Back to the young woman. Something shimmered darkly beneath the surface of her flat eyes, an infectious hesitation that had leapt onto him.
She’d experienced some kind of dislocation, a recent trauma no doubt.
“I’m sorry,” she mumbled again, a touch drunkenly, as she yanked her top roughly down over her torso.
“It’s okay,” he said, wrenching himself into the present and trying to slow down. Something was wrong within her and, despite his legion wicked impulses, he never took advantage of the afflicted. “What happened?”
She staggered across to tumble onto the bed. “… was … so awful. This girl … she got taken…” She burrowed beneath pillows, hiding her head. She swirled in and out of view—wait, no. That was him.
The full glory of his imbibement kicked in, dolly-zooming his perception.
He goggled at the scene before him, recalling now the shambolic party spread throughout the master suite.
A German tattoo artist perched in a director’s chair.
A trio of Manhattan socialites swanning around behind Audrey Hepburn sunglasses, leaving perfumed wakes of Shumukh by Nabeel.
A high peaty scotch Devine didn’t own soaking into the carpet.
Two Pekingese dogs prancing about, one of whom had left a tidy arabesque of shit on the shag rug in the corner, the other trapped with the mannequin beneath the coffee table, Devine’s role in the matter a hazy recollection.
Though he didn’t smoke, Luke seemed to be holding a lit cigarette and his mouth burned.
In the fireplace, a pyre of logs roared.
His unbuttoned linen shirt clung to him like Saran Wrap.
It wasn’t that he didn’t remember the chain of events that had gotten him here.
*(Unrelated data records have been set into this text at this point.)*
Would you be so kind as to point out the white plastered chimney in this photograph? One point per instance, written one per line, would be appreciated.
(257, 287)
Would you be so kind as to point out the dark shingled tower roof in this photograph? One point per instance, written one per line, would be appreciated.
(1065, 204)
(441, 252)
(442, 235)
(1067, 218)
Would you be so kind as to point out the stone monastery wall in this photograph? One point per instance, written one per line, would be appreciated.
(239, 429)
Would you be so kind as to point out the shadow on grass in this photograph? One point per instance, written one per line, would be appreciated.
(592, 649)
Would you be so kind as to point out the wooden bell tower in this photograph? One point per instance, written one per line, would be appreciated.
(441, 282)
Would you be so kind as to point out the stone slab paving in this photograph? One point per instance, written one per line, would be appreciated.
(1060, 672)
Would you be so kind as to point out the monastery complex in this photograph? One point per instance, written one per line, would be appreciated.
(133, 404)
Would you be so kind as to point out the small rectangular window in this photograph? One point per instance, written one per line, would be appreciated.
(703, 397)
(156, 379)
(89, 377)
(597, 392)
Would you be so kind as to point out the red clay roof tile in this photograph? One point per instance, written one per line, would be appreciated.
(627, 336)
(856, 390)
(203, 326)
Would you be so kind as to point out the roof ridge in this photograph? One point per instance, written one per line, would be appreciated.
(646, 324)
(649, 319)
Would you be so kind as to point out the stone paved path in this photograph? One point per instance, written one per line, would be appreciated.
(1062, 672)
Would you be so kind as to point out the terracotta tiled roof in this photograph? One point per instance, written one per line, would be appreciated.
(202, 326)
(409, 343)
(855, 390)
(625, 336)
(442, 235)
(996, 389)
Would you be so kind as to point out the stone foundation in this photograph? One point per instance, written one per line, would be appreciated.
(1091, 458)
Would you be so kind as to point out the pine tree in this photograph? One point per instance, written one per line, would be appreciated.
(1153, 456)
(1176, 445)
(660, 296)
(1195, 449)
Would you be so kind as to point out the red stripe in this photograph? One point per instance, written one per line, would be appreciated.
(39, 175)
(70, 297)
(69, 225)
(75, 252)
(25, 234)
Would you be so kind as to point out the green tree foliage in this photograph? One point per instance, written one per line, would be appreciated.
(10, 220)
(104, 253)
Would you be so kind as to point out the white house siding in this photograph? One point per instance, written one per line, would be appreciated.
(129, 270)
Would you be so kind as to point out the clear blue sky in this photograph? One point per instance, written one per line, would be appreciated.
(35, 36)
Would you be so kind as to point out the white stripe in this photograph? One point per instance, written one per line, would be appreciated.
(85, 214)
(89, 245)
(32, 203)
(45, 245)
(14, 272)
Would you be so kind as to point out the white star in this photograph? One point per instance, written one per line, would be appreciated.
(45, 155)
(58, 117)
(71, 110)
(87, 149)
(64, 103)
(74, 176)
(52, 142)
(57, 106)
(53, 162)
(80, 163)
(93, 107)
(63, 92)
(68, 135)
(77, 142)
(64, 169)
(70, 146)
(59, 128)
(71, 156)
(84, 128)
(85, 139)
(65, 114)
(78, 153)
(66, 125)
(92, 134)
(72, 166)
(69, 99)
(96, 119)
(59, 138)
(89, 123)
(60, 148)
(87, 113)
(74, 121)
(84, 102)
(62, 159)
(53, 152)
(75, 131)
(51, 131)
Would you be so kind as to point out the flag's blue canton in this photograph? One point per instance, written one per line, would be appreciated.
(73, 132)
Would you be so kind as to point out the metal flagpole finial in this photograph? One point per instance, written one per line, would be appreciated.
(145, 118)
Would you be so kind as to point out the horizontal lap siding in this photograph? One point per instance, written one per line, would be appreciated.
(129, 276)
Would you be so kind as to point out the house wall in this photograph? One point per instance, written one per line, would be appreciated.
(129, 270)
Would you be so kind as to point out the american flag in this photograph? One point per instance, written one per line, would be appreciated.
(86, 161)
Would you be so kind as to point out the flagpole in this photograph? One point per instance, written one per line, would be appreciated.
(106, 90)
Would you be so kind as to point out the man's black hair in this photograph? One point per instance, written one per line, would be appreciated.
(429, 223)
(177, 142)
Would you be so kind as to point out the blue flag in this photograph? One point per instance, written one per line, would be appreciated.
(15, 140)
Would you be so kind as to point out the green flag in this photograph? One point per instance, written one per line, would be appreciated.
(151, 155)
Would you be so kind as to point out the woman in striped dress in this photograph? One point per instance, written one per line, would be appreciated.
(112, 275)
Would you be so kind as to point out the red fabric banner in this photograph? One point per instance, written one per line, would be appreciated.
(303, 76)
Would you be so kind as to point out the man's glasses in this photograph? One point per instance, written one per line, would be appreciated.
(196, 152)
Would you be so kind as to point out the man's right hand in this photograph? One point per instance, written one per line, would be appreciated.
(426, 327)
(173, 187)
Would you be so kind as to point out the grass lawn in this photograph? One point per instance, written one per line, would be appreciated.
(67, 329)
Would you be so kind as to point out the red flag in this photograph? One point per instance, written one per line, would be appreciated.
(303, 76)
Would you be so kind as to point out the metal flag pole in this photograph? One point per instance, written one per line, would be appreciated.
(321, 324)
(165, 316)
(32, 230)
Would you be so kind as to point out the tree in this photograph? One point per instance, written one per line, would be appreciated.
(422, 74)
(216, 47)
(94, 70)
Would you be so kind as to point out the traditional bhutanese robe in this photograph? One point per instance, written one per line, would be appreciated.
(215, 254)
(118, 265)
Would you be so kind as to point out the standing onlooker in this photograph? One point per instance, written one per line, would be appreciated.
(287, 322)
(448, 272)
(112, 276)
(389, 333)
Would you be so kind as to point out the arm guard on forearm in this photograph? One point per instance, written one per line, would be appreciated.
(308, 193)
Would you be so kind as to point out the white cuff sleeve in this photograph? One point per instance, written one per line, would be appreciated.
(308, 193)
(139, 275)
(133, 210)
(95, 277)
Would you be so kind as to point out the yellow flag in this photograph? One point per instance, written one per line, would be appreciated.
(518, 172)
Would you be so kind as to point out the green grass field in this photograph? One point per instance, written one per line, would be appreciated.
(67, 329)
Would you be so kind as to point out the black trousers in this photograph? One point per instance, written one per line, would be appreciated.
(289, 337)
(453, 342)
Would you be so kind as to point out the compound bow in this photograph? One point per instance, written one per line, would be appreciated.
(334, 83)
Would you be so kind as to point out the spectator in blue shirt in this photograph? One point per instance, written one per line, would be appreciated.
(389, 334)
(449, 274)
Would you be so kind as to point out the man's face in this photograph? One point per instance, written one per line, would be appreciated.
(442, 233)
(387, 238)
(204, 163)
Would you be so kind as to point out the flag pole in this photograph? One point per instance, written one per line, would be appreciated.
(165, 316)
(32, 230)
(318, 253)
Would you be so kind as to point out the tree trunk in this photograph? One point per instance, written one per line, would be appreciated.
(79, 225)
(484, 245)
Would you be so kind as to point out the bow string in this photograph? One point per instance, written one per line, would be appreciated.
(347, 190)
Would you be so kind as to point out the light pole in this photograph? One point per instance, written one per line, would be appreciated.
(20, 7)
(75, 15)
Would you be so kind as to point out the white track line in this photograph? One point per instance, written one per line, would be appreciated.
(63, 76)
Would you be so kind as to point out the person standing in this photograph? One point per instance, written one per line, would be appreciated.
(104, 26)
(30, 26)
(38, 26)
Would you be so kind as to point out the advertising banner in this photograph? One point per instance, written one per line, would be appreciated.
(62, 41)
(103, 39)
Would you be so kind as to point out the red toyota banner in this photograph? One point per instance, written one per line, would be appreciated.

It was that the chain of logic that had so compellingly brought this moment into existence no longer held.
His stomach pitched with the plummet. He imagined the feathers fluttering down with him, the sting of melting wax.
The windows were grayed with dusk—no, cloudy morning.
Moments ago—hours ago?—he’d been peering into the inner workings of the universe, his thoughts resonating with each clockwork twirl.
Now there was just chaotic rumbling filling his chest, dense enough to blot out clarity.
He tried to say something but the words felt fragmented, puzzle pieces that wouldn’t fit together.
His stomach churned and roiled. Only now did he realize that the engine block of his brain had come apart, scattered across the floor, whirring and clicking, mechanical parts severed from purpose.
The darkness was dizzying, vertiginous, rushing through him, leaving him breathless.
The young woman needed help.
More acutely, he needed help.
What had he done?
What else had he done?
And worse: What might he do next?
When he set down the black box and reached for the phone, he noticed the tremor in his hand. Dehydration? Meds? Booze?
Fear.
He had lost control. He hated losing control. It was worse, he realized, than death.
Gnawing at the edge of a thumbnail, his knee jacking up and down, he dialed. His breathing came shallow, irregular.
One ring.
Another.
And then that voice, soothing in its equilibrium: “Do you need my help?”